Primary assessment refers to the patient presenting to the doctor with previously undifferentiated, unknown illnesses or symptoms. The task of the family physician is to decide upon the severity of these symptoms, their prognosis and the way in which they affect the person's socio-economic conditions. This is one of the most difficult aspects of family practice. Assessment is made not only upon the information the patient presents to the family physician but is also related to the family physician's knowledge of the patients environment, his family, his work, his past medical history, his pattern of behaviour and the culture of the neighbourhood. Thus the roots the doctor develops in his community become important. After this assessment, the management of the problem is discussed with the patient and a mutually acceptable course of action is agreed upon. The term continuing care, is based on the knowledge of the social background of the patients over many years and for the chronic sick. It also means that the long term problems of people which may persist for months, years and sometimes for a whole lifetime can be managed.

Why do patients see a doctor? All patients consult doctors for some reason. Yet, it is very common to hear doctors speaking of unnecessary consultations, and patients who waste their time. Evident in all such phrases is the feeling that there was no reason for the patient's visit to the doctor. The truth lies either in the doctor's inability to discover that reason or because the patient has not learnt how to use the doctor. In most cases, the fault lies more often with the doctor than the patient. Thus a patient goes to a doctor for two reasons — to obtain recognition of his sickness, and to seek help in order to get better.

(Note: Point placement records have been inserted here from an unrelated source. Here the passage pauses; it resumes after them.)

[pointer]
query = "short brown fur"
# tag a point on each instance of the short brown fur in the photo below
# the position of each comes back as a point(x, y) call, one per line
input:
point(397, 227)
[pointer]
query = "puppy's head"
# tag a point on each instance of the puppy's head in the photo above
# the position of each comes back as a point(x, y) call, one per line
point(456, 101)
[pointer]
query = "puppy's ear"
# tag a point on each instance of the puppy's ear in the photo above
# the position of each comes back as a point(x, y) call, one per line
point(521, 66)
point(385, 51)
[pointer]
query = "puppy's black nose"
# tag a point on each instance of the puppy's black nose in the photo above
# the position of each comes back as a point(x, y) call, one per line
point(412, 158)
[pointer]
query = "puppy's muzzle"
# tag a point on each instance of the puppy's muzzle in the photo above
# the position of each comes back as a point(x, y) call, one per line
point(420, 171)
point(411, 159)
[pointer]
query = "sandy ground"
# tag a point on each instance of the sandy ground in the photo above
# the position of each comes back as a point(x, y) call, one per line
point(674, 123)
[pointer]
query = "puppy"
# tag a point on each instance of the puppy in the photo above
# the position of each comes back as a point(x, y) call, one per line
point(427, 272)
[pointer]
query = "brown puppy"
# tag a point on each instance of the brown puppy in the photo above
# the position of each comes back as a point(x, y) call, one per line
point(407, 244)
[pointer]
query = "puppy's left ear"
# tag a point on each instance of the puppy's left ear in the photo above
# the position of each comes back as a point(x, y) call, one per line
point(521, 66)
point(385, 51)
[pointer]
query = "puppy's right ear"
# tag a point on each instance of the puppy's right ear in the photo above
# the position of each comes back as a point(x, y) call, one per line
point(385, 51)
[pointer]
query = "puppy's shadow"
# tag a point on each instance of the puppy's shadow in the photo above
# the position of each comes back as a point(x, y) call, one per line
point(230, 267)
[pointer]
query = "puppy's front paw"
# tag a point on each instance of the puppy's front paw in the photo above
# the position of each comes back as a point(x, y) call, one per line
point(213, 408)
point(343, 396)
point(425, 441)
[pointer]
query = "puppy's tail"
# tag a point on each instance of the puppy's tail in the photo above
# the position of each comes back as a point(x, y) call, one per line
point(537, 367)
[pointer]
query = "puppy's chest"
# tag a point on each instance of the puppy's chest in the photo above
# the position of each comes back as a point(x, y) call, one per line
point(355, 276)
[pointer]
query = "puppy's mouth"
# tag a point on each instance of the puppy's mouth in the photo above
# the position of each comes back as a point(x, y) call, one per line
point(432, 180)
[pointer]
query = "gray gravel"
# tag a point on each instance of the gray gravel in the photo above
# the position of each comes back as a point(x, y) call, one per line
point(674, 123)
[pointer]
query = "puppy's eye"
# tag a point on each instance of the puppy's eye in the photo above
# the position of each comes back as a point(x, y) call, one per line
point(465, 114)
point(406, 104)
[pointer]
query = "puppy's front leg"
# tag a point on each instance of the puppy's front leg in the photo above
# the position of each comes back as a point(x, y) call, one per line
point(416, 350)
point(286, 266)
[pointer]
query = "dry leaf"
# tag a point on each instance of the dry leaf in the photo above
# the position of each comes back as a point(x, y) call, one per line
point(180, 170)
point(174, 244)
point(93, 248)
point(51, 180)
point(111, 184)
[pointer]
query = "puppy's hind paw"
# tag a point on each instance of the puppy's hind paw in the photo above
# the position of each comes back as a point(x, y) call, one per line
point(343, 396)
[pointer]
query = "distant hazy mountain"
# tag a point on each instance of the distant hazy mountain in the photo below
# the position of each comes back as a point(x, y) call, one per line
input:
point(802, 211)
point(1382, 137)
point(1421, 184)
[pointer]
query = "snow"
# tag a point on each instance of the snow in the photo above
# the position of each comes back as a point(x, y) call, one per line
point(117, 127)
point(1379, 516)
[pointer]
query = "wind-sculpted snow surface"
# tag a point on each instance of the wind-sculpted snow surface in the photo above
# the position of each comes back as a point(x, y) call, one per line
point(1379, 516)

IN conclusion, the role and function of the family physician was described by Sir Theodore Fox, Editor of The Lancet in these terms: "his essential characteristic... is that he is looking after people as people and not as problems. He is what our grandfathers called `my medical attendant' or `my personal physician' and his function is to meet what is really the primary medical need a person in difficulties wants, in the first place, the help of another person on whom he can rely as a friend. Someone with knowledge of what is feasible but also with good judgment on what is desirable in a particular circumstance and an understanding of what the circumstances are".